Los últimos años han mostrado con claridad cómo las decisiones sustentadas en la ideología o en el discurso político, más que en la evidencia, pueden comprometer avances y generar costos sociales de largo plazo. La relación bilateral con Estados Unidos es un ejemplo: tras décadas de cooperación pragmática, el tono ideológico y confrontativo ha debilitado la certidumbre del T-MEC, ignorando la integración económica y social en curso y, con ello, reduciendo oportunidades de desarrollo para la región.
La política social también refleja esta tensión. La reducción de la pobreza multidimensional es un logro que no debe minimizarse, pero los datos revelan desigualdades regionales persistentes y un incremento en la población vulnerable por carencias sociales. Sin una estrategia sustentada en evidencia, los avances podrían resultar insostenibles ante el bajo crecimiento económico y la fragilidad institucional.
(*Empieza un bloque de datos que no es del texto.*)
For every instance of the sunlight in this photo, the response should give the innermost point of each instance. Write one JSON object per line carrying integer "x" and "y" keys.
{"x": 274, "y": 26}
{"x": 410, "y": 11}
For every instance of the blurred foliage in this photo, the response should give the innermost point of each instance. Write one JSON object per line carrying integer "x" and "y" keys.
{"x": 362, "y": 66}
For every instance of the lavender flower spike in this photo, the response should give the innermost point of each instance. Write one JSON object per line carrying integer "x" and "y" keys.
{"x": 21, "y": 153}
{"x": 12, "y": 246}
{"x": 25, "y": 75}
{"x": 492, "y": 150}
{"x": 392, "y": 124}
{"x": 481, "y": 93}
En seguridad, el abandono de policías locales, la ausencia de estrategias claras frente a desapariciones o la relación ambivalente con colectivos de víctimas muestran cómo cuando el discurso político sustituye al diagnóstico riguroso, se limita la efectividad de las acciones. Del mismo modo, en la justicia federal, la renovación masiva de jueces y magistrados sin experiencia previa abre dudas sobre la independencia y profesionalización, cuando lo que el país requiere es fortalecer capacidades ya probadas con métricas claras de desempeño.
El país necesita pasar de la política guiada por ideologías y lealtades partidistas a la sustentada en datos, evaluación constante y rendición de cuentas. Es la única vía hacia un desarrollo justo, equitativo y sostenible.